Ex-City Councilmember Jeanette Williams, 94, dies; served on Seattle council for 20 years
When Jeanette Williams was living in a convalescent home, she always had a Barack Obama button affixed to her clothes. She was known there at the same time that the Obama Lady, said her daughter, Patty Kraniotis.
Before Mrs. Williams died Friday (Oct. 24) at age 94, of arterial disease, she made sure she shy her absentee ballot for Obama.
“She did desire her say,” Kraniotis said.
Mrs. Williams was a longtime member of the Seattle City Council and an ardent supporter of parks, the West Seattle Bridge and human rights.
The day before she died, she had her son, Rusty, call City Councilman Tom Rasmussen, who worked in spite of Mrs. Williams on the City Council, to express her concerns about leasing buildings in Magnuson Park to particular interests.
“I knew she was iniquitous, but I thought she might get to on the ground in a stretcher and testify in compensation for it,” declared Rasmussen, who heads the same parks committee that Mrs. Williams formerly chaired. He said she even got Congressman Jim McDermott to call him about the parks draught.
“That was the kind of clout she had,” Rasmussen said. “She was organized right to the end.”
Born in Seattle, Mrs. Williams graduated from Queen Anne High School and studied music at the Chicago Conservatory of Music. She told her daughter how she and friends would sneak out of their dorms to attend a co-operate and listen to Louis Armstrong.
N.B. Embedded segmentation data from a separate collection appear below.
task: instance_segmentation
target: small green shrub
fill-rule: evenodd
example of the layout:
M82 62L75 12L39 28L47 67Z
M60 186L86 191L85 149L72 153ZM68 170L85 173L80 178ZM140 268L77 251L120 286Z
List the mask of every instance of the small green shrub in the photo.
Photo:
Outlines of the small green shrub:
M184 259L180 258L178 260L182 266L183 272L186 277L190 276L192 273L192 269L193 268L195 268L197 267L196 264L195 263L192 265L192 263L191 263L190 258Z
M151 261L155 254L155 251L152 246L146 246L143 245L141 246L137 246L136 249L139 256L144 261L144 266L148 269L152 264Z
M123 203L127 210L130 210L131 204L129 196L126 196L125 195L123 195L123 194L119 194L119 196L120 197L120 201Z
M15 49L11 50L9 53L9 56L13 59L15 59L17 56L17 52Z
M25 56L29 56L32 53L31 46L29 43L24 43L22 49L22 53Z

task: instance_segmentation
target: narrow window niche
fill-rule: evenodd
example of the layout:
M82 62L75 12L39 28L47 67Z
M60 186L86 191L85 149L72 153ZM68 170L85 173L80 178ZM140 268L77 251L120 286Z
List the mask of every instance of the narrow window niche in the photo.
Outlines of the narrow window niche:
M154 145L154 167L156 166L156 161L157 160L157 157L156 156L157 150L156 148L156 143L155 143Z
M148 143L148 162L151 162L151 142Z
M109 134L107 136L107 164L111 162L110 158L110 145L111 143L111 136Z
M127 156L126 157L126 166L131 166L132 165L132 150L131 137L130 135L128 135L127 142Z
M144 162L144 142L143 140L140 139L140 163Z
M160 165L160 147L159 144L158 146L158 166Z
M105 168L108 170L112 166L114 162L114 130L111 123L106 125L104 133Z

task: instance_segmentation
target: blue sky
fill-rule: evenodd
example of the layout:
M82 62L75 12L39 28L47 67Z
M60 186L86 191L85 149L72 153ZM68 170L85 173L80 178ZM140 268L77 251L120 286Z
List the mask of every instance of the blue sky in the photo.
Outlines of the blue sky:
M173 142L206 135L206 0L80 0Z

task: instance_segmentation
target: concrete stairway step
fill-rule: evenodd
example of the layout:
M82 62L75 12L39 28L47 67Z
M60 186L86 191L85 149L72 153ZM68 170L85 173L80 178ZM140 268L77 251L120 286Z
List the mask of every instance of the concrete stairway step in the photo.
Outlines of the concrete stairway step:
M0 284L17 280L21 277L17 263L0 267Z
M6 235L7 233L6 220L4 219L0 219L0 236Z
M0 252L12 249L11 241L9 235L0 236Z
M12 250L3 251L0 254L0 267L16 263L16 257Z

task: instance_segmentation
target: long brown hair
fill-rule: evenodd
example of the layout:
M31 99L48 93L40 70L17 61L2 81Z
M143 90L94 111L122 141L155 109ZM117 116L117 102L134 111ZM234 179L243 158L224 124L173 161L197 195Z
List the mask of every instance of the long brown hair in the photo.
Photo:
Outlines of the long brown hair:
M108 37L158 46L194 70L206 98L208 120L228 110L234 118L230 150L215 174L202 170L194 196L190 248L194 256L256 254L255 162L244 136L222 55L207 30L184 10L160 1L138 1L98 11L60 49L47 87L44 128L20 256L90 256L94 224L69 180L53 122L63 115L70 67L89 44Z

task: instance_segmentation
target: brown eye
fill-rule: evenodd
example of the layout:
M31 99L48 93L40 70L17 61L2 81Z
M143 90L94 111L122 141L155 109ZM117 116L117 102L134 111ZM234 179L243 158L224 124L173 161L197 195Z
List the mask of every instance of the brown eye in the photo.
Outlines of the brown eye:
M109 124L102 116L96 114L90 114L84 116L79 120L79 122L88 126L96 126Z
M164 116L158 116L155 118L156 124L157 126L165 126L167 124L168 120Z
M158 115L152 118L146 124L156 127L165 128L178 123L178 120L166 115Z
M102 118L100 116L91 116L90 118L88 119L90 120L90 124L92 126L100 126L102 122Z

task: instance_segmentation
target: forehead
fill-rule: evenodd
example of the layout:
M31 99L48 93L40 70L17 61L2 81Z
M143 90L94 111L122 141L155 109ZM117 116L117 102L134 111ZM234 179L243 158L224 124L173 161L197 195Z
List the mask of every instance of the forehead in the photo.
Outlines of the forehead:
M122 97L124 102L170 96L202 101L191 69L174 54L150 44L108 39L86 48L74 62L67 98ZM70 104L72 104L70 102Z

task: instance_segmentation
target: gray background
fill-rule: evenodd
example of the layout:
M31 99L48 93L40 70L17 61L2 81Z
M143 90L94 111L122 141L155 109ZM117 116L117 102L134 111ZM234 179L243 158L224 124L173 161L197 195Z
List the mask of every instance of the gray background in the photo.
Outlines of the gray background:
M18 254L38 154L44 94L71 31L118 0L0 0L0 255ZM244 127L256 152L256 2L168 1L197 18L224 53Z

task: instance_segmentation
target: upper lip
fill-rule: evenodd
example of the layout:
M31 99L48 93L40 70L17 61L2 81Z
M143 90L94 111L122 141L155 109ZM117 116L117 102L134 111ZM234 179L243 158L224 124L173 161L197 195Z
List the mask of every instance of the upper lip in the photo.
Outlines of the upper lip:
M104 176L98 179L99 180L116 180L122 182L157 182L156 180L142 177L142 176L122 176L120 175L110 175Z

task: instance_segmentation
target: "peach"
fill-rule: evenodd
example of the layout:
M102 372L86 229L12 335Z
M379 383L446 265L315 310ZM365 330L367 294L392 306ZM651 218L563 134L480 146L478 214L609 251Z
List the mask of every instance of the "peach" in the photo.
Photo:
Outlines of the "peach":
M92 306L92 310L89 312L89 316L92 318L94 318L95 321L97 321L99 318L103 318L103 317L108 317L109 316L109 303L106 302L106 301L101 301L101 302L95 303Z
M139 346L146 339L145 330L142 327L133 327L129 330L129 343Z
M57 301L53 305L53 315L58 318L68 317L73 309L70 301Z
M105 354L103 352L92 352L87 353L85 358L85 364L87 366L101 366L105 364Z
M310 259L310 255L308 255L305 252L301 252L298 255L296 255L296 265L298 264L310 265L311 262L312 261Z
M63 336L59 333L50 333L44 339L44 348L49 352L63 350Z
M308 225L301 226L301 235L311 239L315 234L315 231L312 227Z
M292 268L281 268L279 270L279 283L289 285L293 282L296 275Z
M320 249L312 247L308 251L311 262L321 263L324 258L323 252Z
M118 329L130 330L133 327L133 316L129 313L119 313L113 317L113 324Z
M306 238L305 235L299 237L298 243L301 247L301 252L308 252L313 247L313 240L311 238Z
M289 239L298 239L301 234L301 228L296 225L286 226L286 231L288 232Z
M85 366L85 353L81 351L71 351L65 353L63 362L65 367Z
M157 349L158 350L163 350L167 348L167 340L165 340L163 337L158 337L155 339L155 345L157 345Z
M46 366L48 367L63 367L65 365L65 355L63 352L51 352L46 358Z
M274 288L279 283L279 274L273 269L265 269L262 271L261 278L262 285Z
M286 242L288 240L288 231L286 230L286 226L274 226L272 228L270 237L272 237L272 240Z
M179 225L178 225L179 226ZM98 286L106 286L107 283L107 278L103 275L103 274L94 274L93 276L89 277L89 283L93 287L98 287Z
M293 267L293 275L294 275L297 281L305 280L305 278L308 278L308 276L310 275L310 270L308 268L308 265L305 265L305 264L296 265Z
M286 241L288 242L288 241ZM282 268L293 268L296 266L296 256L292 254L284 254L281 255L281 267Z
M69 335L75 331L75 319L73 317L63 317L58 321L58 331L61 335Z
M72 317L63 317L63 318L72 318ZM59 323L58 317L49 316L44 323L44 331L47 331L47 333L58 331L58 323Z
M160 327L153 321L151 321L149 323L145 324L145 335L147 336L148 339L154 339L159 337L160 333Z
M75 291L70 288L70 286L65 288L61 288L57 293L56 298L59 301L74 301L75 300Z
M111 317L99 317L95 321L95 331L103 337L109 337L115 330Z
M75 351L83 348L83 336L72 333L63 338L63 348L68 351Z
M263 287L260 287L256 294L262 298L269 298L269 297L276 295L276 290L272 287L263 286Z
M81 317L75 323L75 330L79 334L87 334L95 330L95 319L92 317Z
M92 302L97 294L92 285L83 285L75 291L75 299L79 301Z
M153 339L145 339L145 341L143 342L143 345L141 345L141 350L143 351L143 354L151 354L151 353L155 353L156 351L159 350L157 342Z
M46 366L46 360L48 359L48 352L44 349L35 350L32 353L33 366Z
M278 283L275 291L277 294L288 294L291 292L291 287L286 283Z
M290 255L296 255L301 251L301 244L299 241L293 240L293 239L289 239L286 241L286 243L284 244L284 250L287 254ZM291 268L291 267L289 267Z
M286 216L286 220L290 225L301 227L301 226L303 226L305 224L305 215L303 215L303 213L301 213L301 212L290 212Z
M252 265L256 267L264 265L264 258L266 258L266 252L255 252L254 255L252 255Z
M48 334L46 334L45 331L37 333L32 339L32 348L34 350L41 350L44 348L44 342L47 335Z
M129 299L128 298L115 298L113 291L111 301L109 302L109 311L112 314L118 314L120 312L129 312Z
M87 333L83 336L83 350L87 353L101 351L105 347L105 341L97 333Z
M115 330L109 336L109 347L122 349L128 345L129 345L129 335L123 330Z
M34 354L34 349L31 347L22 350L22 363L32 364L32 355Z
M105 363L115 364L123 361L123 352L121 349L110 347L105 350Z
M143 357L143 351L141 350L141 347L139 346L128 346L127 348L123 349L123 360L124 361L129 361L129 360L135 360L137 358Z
A violinist who also played the viola, Mrs. Williams performed with the Chicago and Seattle symphonies and in Chicago formed a traveling women’sitting band that played blues and jazz.
“Eventually she abandoned harmony for politics,” Kraniotis said. “Politics became a passion of hers at an early stage of life.” She remembers doorbelling for her mother.
Mrs. Williams served 20 years on the City Council until she was defeated in 1989 by Cheryl Chow.
She was a longtime promoter of Magnuson Park, warring efforts by private pilots who wanted it to remain a private airport. When the old runway was eventually torn up, she kept a piece as a souvenir, Rasmussen said.